With an escapade like living in Africa—and really, in many ways embedding ourselves, and it in us—we bear the marks inside. Strangely, truthfully, I have fear this plane will land me back in a place I was giddy to leave seven years ago.
My thirtieth birthday was approaching. From childhood I’d pictured and prepared myself for a lean, vibrant life overseas. Instead, my approaching birthday found me squarely in Little Rock, a fistful of miles from where I graduated high school. I wielded a deep inner fatigue unique to welcoming four children in five years. (No. No twins. A couple did feel like twins.) Insert the picket fence and the dog—and you can picture the level of contentment I both seized with two hands and questioned, even while cherishing my life. I mean, I knew how I got there. I was grateful I was there. But still, I wondered. How did I get there?
A question. What are you…afraid of?
Fear has this way of flaying us open, I think. Of laying bare what we see as bigger than us.
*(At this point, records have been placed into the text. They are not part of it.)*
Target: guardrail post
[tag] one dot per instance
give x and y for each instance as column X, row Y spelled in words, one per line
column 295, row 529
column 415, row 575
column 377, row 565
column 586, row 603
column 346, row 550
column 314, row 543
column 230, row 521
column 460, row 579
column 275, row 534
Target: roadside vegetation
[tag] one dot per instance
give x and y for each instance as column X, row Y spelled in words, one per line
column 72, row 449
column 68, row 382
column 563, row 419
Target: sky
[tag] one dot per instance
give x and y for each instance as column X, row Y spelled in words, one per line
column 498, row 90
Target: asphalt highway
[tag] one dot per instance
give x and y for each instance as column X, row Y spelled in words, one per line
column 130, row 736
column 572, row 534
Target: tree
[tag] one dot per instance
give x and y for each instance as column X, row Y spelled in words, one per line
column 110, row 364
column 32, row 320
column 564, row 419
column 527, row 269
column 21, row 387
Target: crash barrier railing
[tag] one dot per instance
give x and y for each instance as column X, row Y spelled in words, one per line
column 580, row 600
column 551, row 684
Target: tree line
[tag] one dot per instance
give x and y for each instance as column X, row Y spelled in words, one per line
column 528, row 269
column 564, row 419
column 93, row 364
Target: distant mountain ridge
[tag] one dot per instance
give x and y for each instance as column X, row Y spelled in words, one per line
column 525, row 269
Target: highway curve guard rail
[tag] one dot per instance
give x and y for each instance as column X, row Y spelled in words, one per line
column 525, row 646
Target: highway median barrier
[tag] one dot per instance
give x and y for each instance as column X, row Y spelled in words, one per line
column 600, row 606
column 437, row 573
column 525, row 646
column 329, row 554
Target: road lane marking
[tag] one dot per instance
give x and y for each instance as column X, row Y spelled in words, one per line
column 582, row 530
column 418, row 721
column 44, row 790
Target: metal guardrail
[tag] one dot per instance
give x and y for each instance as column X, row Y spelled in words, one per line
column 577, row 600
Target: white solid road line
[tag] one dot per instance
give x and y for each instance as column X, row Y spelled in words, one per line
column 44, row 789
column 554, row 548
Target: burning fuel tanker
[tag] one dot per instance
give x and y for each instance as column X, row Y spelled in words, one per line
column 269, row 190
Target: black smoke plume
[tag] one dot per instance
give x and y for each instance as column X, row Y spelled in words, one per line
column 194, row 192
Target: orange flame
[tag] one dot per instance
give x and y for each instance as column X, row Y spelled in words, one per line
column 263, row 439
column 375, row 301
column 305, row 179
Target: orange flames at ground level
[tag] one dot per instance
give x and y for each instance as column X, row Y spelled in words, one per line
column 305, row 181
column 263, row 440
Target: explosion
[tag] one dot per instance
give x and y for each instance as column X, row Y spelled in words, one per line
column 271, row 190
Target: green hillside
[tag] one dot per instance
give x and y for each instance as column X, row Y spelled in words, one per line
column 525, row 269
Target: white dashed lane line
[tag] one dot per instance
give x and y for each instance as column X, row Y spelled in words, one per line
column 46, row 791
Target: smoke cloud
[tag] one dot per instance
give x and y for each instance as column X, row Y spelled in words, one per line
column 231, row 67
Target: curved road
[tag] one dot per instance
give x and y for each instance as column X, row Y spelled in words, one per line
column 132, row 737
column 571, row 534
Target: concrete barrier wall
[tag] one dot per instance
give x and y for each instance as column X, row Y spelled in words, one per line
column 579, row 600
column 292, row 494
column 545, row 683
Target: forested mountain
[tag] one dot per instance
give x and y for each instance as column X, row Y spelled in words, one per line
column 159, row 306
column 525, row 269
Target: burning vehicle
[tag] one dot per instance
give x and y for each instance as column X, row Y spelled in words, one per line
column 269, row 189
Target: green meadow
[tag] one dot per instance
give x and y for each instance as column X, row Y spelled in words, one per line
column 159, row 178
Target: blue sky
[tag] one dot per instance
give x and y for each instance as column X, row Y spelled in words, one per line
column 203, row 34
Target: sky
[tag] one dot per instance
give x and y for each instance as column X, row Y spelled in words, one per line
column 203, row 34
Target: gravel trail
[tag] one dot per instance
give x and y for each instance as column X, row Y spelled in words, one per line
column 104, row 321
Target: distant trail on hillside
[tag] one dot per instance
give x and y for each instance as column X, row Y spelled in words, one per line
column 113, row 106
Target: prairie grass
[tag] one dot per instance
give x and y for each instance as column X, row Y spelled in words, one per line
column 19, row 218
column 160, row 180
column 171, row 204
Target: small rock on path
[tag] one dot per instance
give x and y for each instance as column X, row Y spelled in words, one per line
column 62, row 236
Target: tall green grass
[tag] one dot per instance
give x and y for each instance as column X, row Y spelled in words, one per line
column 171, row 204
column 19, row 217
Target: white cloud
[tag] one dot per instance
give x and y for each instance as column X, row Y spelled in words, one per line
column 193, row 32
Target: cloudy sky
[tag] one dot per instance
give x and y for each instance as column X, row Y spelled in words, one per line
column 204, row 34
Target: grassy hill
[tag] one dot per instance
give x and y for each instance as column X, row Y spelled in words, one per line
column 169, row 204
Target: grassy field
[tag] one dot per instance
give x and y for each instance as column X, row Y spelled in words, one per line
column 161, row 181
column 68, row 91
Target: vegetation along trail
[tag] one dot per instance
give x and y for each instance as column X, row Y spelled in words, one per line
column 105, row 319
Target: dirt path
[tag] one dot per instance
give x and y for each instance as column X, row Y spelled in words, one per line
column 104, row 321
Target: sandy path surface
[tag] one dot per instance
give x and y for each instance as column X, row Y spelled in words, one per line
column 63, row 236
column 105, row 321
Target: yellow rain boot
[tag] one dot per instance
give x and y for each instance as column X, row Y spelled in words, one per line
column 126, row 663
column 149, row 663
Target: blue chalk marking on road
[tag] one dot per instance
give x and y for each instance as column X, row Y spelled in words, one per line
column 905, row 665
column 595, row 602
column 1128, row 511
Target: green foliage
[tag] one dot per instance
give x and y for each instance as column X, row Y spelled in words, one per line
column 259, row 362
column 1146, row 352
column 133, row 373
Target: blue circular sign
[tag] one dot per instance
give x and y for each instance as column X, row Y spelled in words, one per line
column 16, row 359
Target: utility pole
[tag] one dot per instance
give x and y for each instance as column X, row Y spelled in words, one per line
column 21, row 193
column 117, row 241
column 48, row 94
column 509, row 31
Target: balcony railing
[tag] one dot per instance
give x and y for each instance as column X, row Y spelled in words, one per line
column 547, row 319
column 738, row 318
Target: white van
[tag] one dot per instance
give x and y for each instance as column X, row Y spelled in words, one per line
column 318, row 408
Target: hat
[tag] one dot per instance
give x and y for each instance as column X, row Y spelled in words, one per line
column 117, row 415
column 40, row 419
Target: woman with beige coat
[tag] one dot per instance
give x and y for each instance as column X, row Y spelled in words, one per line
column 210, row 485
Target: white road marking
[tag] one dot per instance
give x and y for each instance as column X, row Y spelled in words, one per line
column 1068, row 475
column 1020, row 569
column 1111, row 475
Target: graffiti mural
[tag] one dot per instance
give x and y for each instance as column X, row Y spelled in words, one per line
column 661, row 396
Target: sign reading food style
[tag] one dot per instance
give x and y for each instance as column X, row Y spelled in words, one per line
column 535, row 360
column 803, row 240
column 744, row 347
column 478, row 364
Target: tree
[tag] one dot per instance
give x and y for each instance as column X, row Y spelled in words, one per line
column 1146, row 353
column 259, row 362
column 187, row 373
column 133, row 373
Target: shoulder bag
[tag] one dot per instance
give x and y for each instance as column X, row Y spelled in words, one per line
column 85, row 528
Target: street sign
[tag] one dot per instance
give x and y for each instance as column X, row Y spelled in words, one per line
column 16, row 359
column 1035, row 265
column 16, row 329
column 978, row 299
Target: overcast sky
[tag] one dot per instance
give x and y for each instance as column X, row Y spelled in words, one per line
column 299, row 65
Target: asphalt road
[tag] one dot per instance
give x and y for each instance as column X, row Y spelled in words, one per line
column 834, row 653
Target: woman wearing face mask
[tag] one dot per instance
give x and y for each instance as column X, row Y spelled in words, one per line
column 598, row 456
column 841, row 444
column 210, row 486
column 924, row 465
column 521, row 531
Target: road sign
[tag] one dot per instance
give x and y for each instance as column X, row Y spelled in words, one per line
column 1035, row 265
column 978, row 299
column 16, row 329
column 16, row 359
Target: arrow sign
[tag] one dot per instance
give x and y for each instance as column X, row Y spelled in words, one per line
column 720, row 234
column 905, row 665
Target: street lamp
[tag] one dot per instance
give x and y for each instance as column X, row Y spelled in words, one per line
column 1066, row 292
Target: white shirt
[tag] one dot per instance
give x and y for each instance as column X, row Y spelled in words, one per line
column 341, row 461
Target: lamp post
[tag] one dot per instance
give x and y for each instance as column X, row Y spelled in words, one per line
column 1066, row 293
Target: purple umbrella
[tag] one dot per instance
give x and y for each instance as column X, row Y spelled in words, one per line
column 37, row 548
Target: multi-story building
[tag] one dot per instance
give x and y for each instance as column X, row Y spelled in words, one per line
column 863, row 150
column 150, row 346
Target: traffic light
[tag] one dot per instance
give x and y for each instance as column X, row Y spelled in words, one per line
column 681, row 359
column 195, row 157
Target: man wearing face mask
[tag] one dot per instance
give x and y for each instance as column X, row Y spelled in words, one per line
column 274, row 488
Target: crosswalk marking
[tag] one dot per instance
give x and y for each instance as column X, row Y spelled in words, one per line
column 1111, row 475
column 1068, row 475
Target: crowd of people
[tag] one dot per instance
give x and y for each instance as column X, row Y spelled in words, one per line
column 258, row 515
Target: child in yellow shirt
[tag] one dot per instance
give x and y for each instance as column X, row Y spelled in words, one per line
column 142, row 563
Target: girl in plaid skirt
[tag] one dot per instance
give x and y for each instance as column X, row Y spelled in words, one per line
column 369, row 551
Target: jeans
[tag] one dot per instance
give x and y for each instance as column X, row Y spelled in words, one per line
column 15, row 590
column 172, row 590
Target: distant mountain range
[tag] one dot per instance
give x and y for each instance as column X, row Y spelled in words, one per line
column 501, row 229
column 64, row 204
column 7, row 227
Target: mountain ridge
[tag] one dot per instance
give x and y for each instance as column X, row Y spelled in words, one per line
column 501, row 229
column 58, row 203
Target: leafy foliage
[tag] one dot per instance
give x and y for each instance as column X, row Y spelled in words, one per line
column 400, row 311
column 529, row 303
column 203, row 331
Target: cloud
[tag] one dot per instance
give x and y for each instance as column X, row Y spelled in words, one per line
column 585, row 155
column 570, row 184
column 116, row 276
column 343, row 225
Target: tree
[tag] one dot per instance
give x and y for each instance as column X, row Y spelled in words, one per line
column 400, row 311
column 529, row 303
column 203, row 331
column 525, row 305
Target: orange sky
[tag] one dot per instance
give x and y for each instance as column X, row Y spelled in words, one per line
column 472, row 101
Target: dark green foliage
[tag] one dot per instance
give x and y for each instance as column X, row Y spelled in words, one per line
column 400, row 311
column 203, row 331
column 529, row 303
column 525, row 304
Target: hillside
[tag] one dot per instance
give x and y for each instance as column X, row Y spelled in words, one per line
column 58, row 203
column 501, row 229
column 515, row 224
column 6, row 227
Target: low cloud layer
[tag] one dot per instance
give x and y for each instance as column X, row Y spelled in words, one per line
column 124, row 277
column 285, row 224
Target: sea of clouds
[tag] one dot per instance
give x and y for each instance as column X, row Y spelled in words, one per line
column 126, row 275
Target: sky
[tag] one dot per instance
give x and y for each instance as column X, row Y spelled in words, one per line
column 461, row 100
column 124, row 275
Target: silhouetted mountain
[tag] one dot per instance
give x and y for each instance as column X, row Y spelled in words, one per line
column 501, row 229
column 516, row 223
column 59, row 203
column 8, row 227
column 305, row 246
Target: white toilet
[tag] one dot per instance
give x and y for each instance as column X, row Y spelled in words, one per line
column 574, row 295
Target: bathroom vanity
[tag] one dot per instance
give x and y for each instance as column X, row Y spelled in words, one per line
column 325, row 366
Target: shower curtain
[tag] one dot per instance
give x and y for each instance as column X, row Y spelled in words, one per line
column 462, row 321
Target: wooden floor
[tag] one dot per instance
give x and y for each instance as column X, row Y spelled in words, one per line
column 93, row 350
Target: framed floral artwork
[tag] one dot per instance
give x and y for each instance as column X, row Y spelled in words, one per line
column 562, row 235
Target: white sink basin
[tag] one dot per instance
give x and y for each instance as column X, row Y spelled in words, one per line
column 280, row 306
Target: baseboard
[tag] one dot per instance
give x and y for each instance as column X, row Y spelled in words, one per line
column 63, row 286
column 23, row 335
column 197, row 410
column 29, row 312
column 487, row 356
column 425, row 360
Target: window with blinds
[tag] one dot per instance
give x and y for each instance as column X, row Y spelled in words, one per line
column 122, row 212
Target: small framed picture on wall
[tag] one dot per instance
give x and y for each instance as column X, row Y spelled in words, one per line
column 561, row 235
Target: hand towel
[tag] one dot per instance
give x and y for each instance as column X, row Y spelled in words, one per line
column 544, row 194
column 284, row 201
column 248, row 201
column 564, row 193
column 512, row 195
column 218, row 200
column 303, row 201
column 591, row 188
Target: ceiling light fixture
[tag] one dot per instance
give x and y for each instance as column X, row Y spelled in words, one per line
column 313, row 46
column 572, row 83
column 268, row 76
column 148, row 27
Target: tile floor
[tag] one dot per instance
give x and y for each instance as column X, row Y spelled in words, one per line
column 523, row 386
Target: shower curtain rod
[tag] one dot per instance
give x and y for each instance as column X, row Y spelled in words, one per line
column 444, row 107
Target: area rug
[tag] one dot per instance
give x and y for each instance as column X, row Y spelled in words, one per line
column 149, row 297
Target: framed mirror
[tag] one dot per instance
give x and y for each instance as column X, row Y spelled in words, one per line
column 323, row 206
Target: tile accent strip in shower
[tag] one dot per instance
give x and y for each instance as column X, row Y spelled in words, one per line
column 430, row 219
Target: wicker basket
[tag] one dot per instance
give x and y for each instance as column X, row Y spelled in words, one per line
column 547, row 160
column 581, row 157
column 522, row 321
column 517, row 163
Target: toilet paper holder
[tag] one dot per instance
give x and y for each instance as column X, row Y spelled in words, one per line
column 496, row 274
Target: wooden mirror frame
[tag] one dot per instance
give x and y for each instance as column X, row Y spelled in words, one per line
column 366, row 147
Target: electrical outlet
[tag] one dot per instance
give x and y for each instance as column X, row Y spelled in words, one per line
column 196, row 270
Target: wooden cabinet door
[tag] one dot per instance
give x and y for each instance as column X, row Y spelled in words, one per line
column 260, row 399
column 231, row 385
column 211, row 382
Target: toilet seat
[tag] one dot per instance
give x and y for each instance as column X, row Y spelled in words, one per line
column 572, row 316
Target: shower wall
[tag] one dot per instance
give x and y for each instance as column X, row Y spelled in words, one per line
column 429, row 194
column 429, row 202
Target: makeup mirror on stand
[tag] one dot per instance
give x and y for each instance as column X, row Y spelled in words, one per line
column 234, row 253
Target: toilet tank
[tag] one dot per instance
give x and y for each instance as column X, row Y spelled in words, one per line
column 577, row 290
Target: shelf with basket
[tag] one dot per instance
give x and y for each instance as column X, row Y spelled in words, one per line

Worry manifests itself in vastly different ways. Some of us, for example, seek to staunch this bleeding of our hearts with intense control or safety. That is to alternatively say, some of us who struggle most with control actually are waging an inner battle with fear. As counselor and neuropsychologist Ed Welch writes, “One message is obvious: ‘If I imagine the worst, I will be prepared for it.’ Worry is looking for control….Worry has become your talisman to ward off future catastrophe.”